Without seeing any of that, I would guess that you have run out of available resources on your k8s cluster. The awx-task pods are deployed to the control plane as control nodes. These can only run system level jobs like the management cleanup, project and inventory syncs, etc. These cannot run user-defined automation jobs from job_templates. You can deploy execution nodes for AWX, but those cannot live in the control plane either. Hybrid nodes are not supported in AWX; you would need AAP to deploy those. With this in mind, you probably don’t need 6 task pods, and you probably don’t need so many web pods unless you have a lot of users. I would recommend adjusting those down to 2 pods each.
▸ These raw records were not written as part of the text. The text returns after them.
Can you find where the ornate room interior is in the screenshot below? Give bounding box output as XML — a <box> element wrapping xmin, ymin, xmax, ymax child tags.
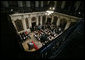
<box><xmin>0</xmin><ymin>1</ymin><xmax>84</xmax><ymax>59</ymax></box>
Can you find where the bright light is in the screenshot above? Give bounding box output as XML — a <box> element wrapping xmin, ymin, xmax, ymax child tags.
<box><xmin>46</xmin><ymin>11</ymin><xmax>54</xmax><ymax>15</ymax></box>
<box><xmin>50</xmin><ymin>7</ymin><xmax>51</xmax><ymax>9</ymax></box>
<box><xmin>53</xmin><ymin>7</ymin><xmax>55</xmax><ymax>10</ymax></box>
<box><xmin>11</xmin><ymin>9</ymin><xmax>13</xmax><ymax>11</ymax></box>
<box><xmin>79</xmin><ymin>12</ymin><xmax>80</xmax><ymax>14</ymax></box>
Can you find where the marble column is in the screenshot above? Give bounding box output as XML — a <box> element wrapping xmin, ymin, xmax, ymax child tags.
<box><xmin>22</xmin><ymin>17</ymin><xmax>27</xmax><ymax>31</ymax></box>
<box><xmin>61</xmin><ymin>1</ymin><xmax>66</xmax><ymax>9</ymax></box>
<box><xmin>12</xmin><ymin>21</ymin><xmax>18</xmax><ymax>32</ymax></box>
<box><xmin>18</xmin><ymin>1</ymin><xmax>23</xmax><ymax>7</ymax></box>
<box><xmin>26</xmin><ymin>1</ymin><xmax>30</xmax><ymax>7</ymax></box>
<box><xmin>29</xmin><ymin>17</ymin><xmax>32</xmax><ymax>28</ymax></box>
<box><xmin>2</xmin><ymin>1</ymin><xmax>9</xmax><ymax>7</ymax></box>
<box><xmin>51</xmin><ymin>16</ymin><xmax>54</xmax><ymax>23</ymax></box>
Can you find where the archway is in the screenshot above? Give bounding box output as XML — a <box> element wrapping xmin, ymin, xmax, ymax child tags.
<box><xmin>52</xmin><ymin>16</ymin><xmax>58</xmax><ymax>25</ymax></box>
<box><xmin>59</xmin><ymin>18</ymin><xmax>67</xmax><ymax>30</ymax></box>
<box><xmin>15</xmin><ymin>19</ymin><xmax>24</xmax><ymax>32</ymax></box>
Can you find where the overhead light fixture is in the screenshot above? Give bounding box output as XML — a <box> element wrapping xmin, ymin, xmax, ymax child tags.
<box><xmin>11</xmin><ymin>9</ymin><xmax>13</xmax><ymax>11</ymax></box>
<box><xmin>50</xmin><ymin>7</ymin><xmax>51</xmax><ymax>9</ymax></box>
<box><xmin>46</xmin><ymin>11</ymin><xmax>54</xmax><ymax>15</ymax></box>
<box><xmin>53</xmin><ymin>7</ymin><xmax>55</xmax><ymax>10</ymax></box>
<box><xmin>79</xmin><ymin>12</ymin><xmax>81</xmax><ymax>14</ymax></box>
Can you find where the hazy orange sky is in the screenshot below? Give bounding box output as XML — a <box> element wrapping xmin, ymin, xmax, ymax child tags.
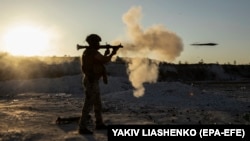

As for your container groups and the automation-jobs, I suspect that the long startup times is due to AWX throwing the job into queue and waiting for enough resource availability to spin up a new pod. The default allocations are usually fine, so long as the cluster has plenty of resources, but if the cluster has any policy enforcement, you might need to adjust the container groups’ spec to include the resource limits and requests.

This is the default instance group (container group type) and you can check the Customize pod spec here to specify the resources in the containers sub key of the spec. This snippet is from AAP 2.6, so your UI may look a bit different.

TL;DR
You might not have enough resources on your k8s cluster

  • Limit AWX to 2 web and 2 task pods (frees up resources allocated to the extra pods)
  • [Optional] - Add resource requests/limits to the container group specs

There could be something else happening, but we need more info to determine what exactly.